Ireland is fortunate to already have a number of PET-CT centres with superbly trained individuals providing high quality care with this latest technology equivalent to anywhere in the world.
Role of PET-CT
The major role of PET-CT internationally in current radiology practice is in cancer care. It also has an emerging role in neurological, cardiac and inflammatory diseases. In specialised PET-CT centres its role may extend into other limited areas and disease states, but the more common and widely accepted roles are discussed here.
Oncology
The tools (eg. radiography, ultrasound; US, CT, magnetic resonance imaging; MRI, bone scan) available in most imaging departments in Ireland now suffice to provide a very comprehensive, detailed and accurate assessment of most cancers presenting in hospital practice.
Indeed not all cancers need PET-CT but rather PET-CT is applied when one thinks its unique means of characterising a disease state will effect a management change through tissue sampling, treatment or prognosis.
Fortunately PET-CT seems to work best in those cancers commonly seen in our society including: lung (see Figure 4), breast, lymphoma (see Figure 3), gastrointestinal (GI; colorectal, oesophageal; see Figure 1), head and neck, gynaecological (uterus, cervix, ovary), melanoma as well as some less common tumours.
Though there are broad agreements there are as yet no universally accepted algorithms for the use of PET-CT. For guidance, practitioners look to evidence-based studies, consensus statements from professional bodies, specialty journal recommendations and US insurer/medicare policy. The who, when and why questions are always difficult when such population guidance is filtered down to individual patients.
It has a role in lesion characterisation, diagnosis, tissue sampling, staging and assessment of treatment response.
PET-CT is not commonly used to diagnose cancer, in fact the majority of patients that present for scanning already have a suggested diagnosis. In such cases it mainly serves to further characterise the primary disease through its activity, location and pattern etc.
In select conditions PET-CT can help differentiate benign and malignant lesions eg. a solitary lung nodule and non-small cell lung cancer (NSCLC). PET-CT has been used to search for primary lesions in patients traditionally diagnosed as ‘adenocarcinoma of unknown primary’.
In exceptional circumstances PET-CT has been employed to search for a primary oncological process in a patient with a highly suggestive clinical syndrome where traditional methods have failed to yield a causative lesion. Finally, as with the advent of all new imaging technologies PET-CT has brought with it, its own so-called ‘incidentalomas’. This is where the PET-CT is done to evaluate a specific known cancer and yet incidentally picks up a separate synchronous primary lesion.
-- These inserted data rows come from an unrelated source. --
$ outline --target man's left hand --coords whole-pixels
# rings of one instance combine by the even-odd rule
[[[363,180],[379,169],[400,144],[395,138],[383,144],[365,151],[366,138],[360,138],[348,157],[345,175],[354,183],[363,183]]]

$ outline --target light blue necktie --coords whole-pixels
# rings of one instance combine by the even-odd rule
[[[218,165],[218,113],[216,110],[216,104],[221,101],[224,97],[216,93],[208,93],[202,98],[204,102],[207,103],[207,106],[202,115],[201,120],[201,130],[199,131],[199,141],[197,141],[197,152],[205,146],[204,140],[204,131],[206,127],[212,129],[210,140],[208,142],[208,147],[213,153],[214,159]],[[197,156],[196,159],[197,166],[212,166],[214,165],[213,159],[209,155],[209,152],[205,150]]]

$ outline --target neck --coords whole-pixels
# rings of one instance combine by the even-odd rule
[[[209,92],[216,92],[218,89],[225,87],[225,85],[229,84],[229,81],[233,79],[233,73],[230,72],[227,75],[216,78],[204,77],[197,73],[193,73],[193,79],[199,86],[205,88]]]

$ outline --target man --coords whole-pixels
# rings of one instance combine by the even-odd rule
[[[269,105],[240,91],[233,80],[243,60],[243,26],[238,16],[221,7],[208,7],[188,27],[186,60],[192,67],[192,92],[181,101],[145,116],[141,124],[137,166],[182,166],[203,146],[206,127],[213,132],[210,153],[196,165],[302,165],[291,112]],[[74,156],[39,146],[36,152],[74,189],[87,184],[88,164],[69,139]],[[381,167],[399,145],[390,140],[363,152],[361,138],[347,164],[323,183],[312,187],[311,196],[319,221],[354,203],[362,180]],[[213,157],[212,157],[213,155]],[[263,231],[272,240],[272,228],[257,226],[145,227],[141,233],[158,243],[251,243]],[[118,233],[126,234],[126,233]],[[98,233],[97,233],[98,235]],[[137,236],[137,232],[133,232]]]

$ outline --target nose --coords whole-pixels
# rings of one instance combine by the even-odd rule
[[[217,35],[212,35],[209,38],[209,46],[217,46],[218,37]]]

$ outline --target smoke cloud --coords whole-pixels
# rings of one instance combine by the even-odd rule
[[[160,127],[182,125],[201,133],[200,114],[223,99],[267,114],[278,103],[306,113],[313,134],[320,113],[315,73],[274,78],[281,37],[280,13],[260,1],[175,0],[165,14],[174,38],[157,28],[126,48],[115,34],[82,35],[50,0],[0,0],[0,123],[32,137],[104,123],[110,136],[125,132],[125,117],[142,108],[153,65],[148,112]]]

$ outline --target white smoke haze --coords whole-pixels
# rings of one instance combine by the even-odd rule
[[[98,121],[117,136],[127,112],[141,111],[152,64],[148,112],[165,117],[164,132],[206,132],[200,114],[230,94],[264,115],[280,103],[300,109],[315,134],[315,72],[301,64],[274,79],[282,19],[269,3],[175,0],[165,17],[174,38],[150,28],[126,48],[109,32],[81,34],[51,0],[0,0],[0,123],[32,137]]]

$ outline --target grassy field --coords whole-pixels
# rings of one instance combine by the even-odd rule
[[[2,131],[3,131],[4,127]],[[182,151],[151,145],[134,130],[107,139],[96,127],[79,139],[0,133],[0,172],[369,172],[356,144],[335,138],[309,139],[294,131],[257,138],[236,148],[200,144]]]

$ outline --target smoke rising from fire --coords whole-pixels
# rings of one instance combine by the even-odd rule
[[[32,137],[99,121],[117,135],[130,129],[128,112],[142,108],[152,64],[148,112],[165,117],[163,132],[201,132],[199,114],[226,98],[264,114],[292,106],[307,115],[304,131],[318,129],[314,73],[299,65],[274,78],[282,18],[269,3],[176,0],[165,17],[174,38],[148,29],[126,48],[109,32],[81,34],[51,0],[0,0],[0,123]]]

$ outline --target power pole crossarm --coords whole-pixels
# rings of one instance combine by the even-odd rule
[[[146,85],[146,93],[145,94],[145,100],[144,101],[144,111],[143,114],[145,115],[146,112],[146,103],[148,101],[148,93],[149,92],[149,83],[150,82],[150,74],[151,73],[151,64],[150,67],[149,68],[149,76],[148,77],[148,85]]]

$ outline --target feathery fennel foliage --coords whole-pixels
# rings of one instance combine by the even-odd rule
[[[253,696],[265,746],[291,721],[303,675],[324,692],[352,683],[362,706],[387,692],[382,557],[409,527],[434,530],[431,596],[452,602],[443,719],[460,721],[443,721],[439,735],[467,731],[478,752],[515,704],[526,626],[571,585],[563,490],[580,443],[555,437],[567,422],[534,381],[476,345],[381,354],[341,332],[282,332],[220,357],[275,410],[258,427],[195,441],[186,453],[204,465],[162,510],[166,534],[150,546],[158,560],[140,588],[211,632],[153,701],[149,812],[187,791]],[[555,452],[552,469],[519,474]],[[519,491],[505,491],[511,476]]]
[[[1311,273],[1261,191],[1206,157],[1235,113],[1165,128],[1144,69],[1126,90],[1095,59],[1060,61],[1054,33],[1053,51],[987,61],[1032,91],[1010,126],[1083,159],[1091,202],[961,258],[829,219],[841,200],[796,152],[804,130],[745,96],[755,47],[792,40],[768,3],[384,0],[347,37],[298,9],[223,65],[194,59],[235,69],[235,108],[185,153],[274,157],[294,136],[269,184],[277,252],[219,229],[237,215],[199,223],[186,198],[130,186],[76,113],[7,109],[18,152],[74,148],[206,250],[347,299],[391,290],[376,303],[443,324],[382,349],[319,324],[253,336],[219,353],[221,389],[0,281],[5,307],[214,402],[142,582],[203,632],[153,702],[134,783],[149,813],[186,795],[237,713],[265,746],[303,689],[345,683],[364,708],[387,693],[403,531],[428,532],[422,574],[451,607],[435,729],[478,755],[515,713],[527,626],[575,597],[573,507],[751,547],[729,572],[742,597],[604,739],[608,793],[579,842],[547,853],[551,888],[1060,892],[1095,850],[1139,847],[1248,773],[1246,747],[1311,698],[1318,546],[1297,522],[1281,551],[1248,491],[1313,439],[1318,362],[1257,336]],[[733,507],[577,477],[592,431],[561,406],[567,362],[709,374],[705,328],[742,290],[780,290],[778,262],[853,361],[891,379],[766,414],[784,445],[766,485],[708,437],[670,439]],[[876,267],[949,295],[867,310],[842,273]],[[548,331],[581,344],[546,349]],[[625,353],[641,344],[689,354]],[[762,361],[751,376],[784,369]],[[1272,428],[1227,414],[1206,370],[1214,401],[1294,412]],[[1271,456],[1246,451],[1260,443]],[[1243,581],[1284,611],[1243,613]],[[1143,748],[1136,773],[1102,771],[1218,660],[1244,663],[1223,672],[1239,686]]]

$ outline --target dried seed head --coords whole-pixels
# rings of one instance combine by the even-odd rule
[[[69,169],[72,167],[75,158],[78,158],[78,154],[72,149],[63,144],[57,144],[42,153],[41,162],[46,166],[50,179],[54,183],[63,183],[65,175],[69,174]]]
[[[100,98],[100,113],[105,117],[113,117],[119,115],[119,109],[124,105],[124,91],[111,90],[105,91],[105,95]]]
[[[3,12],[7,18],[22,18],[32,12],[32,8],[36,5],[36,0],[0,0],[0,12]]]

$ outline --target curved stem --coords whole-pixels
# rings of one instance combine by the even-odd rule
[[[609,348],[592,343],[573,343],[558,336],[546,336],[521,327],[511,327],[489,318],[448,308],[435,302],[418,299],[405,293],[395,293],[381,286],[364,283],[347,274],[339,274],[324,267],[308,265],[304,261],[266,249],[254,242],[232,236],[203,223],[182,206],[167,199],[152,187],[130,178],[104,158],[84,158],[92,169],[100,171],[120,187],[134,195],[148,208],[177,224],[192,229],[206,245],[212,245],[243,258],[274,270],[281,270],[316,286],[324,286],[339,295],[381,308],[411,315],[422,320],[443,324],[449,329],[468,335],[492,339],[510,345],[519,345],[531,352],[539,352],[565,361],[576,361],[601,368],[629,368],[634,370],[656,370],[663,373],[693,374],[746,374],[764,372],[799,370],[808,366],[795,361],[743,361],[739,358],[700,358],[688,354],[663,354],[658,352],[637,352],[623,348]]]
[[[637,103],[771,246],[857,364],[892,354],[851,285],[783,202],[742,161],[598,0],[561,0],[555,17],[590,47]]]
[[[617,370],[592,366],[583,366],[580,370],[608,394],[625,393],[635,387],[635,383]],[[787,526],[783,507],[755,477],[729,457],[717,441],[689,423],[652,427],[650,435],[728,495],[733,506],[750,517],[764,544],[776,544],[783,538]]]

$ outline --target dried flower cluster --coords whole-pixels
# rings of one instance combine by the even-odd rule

In some lesions when tissue diagnosis is required the PET-CT can be of value. The areas of greatest FDG avidity can be used to guide the operator to the site most likely to yield active tumour cells decreasing sampling error. Examples would include sampling of large tumours with extensive areas of necrosis where the lesion is outgrowing its blood supply. Another is in large infiltrating lung lesion centred in collapsed lung where the activity can help delineate the site of lesion versus that of adjacent collapsed lung.
Finally, depending on the individual case, local practice and management algorithms multidisciplinary teams will on occasion accept PET-CT features as pathognomonic for primary and metastatic disease and obviate the need for tissue sampling altogether.
For example some centres will operate on an isolated lung lesion which has morphologic and PET features of bronchogenic carcinoma in the absence of tissue given the test’s high positive predictive value.